Dataset creation: Build the final dataset and cleanse it accordingly so that it can be used for classification purposes. In this case the categorical features are hotenconded representing by 1 the presence of an app on a device and zero the absence. The same criteria has been followed with the phone brand. In this case, brands have been translated into English using information available. Local brands, for which information was not available have been substituted with UBXX standing for “unkown brand” followed by two digits.
Features Generation: The most meaningful features have been selected using different methods and transformed using PCA so that the classification accuracy is maximized. The initial analysis to generate the features give the most important ones to measure the relationship they have with the outcome variable (group by gender and age). For the classification purposes there is no need to keep them as accuracy is the objective of the classification exercise. In this case kbest, random forest feature selection and recursive feature elimination has been used as a preliminary step. The final number of features to determine the PCA components have been chosen so that the accuracy of the algorithms in enhanced.
Model Selection: Several supervised algorithms have been used as a preliminary step to determine the one that is giving highest accuracy and that is suitable for production. Computing effort and suitability for production is measured based on the computing time required by each of them. There is a compromise that has to be achieved between accuracy and computing effort to make the product a feasible product. The algorithms that will be tested are logistic regression, Naïve-Bayes, k-nearest neighbors, support vector classifier, linear vector classifier, random forest, decision tree, SGD classifier and Gradient Boosting classifier. From the obtained results the algorithm that suits best the abovementioned criteria will be selected as final product.
Deep learning classification: in this case, the raw data is passed through a Multilayer Classifier analyzing the effect of different layers and configurations of the neural network to maximize the accuracy of the model. In this case due to the amount of data points available we are expecting high accuracy but maybe lower than the accuracy that is normally obtained with this models. The goal is to achieve the highest accuracy through this model.
Unsupervised Clustering: Cluster the data to see the information that it can be extracted from it and the basic features that characterize each group. Meanshift, Spectral, Affinity and kmeans clustering will be tested to see which one is the most suitable based on the different metrics used for comparison such as silhouette, homogeneity, completeness, V-measure and adjusted Rand. The number of clusters between spectral clustering and kmeans that achieves the best result is the one that will be used to cluster the information.

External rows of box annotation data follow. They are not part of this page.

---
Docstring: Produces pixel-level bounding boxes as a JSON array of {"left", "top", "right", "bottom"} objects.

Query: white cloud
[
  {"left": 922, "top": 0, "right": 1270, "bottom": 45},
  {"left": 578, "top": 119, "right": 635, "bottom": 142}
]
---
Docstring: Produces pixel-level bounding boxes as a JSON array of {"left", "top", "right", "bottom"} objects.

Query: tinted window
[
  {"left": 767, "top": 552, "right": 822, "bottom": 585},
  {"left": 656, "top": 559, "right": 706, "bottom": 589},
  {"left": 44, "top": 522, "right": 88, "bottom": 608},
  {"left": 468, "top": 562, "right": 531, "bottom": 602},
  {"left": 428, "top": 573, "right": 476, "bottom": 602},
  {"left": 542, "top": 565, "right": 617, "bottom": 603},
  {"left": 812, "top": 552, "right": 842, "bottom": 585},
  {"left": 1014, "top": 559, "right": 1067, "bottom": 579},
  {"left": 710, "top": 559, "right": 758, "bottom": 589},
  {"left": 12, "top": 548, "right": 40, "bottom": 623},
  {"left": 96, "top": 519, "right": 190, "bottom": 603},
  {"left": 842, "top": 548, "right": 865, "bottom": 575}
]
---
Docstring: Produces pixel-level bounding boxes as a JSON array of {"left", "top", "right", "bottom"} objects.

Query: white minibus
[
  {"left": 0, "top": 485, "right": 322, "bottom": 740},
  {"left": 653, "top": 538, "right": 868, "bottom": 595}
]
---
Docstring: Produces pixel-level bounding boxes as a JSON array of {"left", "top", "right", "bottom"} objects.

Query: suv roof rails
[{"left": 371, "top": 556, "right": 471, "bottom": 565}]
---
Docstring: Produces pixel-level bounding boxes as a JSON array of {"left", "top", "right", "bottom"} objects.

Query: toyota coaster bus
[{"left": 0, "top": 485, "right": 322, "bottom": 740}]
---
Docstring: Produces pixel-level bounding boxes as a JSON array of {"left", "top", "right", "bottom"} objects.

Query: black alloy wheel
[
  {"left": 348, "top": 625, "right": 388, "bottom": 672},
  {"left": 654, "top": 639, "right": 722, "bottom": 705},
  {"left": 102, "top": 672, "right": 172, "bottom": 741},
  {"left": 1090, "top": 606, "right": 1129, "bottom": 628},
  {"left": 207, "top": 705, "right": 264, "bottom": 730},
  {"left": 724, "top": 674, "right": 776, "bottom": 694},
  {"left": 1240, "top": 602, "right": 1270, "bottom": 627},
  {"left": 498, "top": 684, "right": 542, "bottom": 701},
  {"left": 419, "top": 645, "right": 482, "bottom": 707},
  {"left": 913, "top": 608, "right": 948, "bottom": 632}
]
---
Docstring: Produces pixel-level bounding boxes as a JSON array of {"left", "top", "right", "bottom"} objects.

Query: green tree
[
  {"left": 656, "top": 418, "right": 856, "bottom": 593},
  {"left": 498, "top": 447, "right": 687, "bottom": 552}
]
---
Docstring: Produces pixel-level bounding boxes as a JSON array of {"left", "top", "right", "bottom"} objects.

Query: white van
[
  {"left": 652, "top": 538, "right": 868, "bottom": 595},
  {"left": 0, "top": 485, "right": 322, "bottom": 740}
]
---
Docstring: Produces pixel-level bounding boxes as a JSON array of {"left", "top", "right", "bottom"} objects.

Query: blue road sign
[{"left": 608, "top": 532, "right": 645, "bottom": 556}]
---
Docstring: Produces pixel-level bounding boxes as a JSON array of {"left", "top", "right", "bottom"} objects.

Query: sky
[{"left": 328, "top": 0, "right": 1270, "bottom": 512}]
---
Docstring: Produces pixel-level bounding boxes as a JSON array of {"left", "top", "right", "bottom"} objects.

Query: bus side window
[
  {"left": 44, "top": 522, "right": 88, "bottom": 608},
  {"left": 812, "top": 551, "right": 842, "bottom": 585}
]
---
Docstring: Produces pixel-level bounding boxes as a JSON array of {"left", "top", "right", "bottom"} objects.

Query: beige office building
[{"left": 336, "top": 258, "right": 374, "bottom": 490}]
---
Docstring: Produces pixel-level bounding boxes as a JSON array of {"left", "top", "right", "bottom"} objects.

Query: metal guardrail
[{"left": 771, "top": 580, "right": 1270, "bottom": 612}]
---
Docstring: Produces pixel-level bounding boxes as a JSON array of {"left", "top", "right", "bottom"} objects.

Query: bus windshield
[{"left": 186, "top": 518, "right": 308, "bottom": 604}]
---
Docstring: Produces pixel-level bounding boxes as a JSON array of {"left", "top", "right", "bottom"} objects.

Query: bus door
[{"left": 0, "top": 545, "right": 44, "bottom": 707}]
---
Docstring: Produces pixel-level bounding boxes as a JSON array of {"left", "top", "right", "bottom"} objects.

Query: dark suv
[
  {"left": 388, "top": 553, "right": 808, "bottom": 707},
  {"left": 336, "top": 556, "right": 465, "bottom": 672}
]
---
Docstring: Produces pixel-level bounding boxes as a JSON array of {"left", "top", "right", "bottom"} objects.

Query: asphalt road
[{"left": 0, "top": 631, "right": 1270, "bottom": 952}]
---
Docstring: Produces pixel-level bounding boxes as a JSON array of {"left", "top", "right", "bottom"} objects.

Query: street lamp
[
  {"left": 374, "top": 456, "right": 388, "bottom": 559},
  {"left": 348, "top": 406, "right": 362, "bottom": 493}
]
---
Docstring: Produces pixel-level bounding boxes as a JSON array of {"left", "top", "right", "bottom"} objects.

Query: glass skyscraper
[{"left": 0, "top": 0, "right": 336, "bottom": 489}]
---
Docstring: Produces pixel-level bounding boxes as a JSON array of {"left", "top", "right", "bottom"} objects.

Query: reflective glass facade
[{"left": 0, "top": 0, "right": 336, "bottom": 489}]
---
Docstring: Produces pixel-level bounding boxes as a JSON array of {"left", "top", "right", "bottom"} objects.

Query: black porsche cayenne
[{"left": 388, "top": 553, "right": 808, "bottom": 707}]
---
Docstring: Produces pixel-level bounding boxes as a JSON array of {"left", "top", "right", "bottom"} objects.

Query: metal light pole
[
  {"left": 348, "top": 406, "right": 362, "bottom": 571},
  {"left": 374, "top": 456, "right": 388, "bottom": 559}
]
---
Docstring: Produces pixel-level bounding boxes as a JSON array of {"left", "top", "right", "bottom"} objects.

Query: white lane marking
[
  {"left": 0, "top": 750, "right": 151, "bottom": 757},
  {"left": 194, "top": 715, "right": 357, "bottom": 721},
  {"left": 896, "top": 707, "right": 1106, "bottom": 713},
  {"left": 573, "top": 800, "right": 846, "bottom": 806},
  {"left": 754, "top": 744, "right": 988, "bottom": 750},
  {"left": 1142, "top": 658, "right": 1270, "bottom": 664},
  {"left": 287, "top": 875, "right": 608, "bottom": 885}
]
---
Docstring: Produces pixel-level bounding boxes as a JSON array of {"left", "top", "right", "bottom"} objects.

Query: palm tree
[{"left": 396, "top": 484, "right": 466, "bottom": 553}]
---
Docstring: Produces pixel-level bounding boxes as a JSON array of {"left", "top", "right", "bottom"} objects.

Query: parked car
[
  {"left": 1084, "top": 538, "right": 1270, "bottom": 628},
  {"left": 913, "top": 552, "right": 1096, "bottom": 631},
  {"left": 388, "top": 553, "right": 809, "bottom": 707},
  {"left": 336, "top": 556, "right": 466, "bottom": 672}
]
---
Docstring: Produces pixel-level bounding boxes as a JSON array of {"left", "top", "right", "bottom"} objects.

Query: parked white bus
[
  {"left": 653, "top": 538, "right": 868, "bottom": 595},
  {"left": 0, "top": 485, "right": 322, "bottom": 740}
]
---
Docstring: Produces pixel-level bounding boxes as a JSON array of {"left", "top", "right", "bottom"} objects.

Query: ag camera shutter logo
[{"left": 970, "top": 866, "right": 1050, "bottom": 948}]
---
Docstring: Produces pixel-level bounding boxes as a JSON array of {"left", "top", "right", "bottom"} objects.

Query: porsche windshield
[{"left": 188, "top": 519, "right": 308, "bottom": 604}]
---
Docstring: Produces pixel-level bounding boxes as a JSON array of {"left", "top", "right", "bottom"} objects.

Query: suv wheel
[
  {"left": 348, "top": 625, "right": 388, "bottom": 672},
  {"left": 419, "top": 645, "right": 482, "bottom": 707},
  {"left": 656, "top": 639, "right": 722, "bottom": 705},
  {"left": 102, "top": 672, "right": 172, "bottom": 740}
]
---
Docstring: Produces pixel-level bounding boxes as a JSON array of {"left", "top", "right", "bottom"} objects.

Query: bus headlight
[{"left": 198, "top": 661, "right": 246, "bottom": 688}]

Conclusion The main findings will be summarized and the selected algorithm will be presented as a conclusion summarising the main features of the product.
1. Data Wrangling
The data that is going to be used is retrieved from https://www.kaggle.com/c/talkingdata-mobile-user-demographics. In this case, we have several folders that give information about demographics and use of their mobile phones. More specifically, we will focus on the gender-age file as the base to create the features for further analysis. This file contains the information and clusters that are relevant to be used for online advertising campaigns, including device id, age, gender and age group.
The dataset provided by Kaggle as the test in the abovementioned link has been discarded as it is providing devices that are not contained in the training dataset and is adding noise to the dataset as we don´t have any relevant information from which we can create features.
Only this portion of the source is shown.